The Origins of the Parkway: Timothy Davis argues that the Brooklyn “park-way” (proposed to link Prospect Park to the City in 1868) betokens the adaptation of the Parisian boulevard to a new vision of a multi-lane pleasure drive. Horace Cleveland, pioneering the American boulevard of Commonwealth Avenue in Boston in 1856, would strive in 1869 for a straight arboretum drive to link two proposed parks in Chicago. From these early prototypes (looking back to the Cours or Mall), there would emerge the serpentine parkways of Buffalo (Olmsted & Vaux, 1870s) and the circuitous “Promenade” (from 1887 “Parkway”) of the Emerald Necklace. However, Philadelphia’s Benjamin Franklin Parkway of 1919-1920s sustained the grand boulevard style, revitalized by City Beautiful. Picturesque parkways remained rare.
Norman Newton’s arguments on the emerging modern parkway: It was only with the completion of New York’s Bronx River Parkway after World War I that the parkway of the automobile came of age. This was still regarded as a pleasure-drive for recreational and scenic enjoyment. Limitation of access and expropriation of adjoining neighborhoods marked these out as departures from the boulevard. Key points were: 1) four-lane construction became common; 2) the curvatures began tight near the city, reflecting the initial era of horse-and-buggy automobiles, but eased into long curves up river as the construction proceeded to conclusion in the 1920s; 3) for the first time, separated highways occurred where topographical features dictated it; and 4) wide margins of land assured the “rural” without billboards.
Timothy Davis on the Rock Creek & Potomac Parkway (and Mount Vernon Memorial Highway): The DC parkway, initiated by the Senate Park Commission (1902) and authorized by Congress (1913), was a formative influence on the Bronx River Parkway (though it was finished later). It proved a “contested terrain”: between Georgetown and DC, the closed-valley-boulevard and the open-valley-picturesque exponents, and between sanitizing bureaucrats and African-American populations. Fulfilling Repton’s worst fears, the passer-by became indifferent to the fate of the displaced residents. Davis argues that in mediating tensions between progress and nostalgia, the MVMH created a new synthesis within a space-time matrix. Mary E. Meyers on the Blue Ridge Parkway: In Landscape Journal, Mary Meyers establishes some links in “education and apprenticeship” between the chief designer of the BRP, Stanley Abbott, and F. L. Olmsted, Sr., and between Olmsted and eighteenth-century aesthetic theories as represented by Humphry Repton. In particular, William Hogarth’s “Line of Beauty” appears key.

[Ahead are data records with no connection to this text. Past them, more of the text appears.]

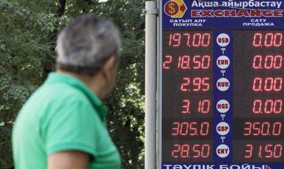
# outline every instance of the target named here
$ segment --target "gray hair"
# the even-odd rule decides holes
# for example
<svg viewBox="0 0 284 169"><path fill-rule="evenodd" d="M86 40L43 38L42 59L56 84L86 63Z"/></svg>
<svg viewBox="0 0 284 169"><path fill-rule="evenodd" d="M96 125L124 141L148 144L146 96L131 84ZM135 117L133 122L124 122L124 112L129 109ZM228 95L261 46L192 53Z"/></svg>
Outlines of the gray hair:
<svg viewBox="0 0 284 169"><path fill-rule="evenodd" d="M57 40L57 68L95 75L111 56L119 57L119 32L110 21L90 15L76 18Z"/></svg>

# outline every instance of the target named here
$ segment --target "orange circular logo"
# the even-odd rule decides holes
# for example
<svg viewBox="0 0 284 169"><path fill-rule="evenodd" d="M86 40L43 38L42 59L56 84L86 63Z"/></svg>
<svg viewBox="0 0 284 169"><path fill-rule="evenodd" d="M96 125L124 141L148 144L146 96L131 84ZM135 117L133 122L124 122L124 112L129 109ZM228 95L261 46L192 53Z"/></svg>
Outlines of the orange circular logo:
<svg viewBox="0 0 284 169"><path fill-rule="evenodd" d="M180 5L175 1L170 1L165 4L164 11L170 16L177 14L179 10Z"/></svg>

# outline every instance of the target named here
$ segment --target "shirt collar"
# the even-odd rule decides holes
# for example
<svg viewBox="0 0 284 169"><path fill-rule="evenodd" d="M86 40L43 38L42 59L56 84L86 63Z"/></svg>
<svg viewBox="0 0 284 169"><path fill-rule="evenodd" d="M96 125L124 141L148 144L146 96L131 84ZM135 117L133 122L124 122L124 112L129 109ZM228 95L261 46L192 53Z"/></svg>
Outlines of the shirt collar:
<svg viewBox="0 0 284 169"><path fill-rule="evenodd" d="M93 107L98 112L101 119L105 120L106 116L108 112L107 107L104 106L99 99L88 88L88 86L78 78L62 73L56 72L50 73L45 84L67 83L78 89L84 93L92 103Z"/></svg>

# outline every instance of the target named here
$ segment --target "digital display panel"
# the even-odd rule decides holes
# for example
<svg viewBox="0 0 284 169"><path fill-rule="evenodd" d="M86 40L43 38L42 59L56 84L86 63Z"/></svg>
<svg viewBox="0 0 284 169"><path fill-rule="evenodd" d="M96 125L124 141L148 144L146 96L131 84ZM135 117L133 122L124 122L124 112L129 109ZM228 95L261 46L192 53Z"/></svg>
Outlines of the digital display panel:
<svg viewBox="0 0 284 169"><path fill-rule="evenodd" d="M228 3L161 3L162 168L283 168L284 2Z"/></svg>

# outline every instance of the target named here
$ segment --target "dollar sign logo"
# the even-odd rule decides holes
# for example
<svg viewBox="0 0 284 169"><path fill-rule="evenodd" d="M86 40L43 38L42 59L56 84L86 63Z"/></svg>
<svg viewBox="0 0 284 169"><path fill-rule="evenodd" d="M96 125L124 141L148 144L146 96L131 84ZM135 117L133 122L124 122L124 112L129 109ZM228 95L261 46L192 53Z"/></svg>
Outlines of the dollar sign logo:
<svg viewBox="0 0 284 169"><path fill-rule="evenodd" d="M176 9L174 8L176 4L174 3L171 2L169 4L169 14L172 14L176 12Z"/></svg>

The Commemorative Landscape of Vimy Ridge: Unlike the Beaux-Arts/triumphal planning of American and British WWI cemeteries, this Canadian approach to commemorating war and peace (fusing battle-field, memorial, and cemetery) represents modernist architecture placed in a dynamic landscape of fluid space: with serpentine as much as axial sightlines, forest settings, and seasonal and diurnal shifts of mood.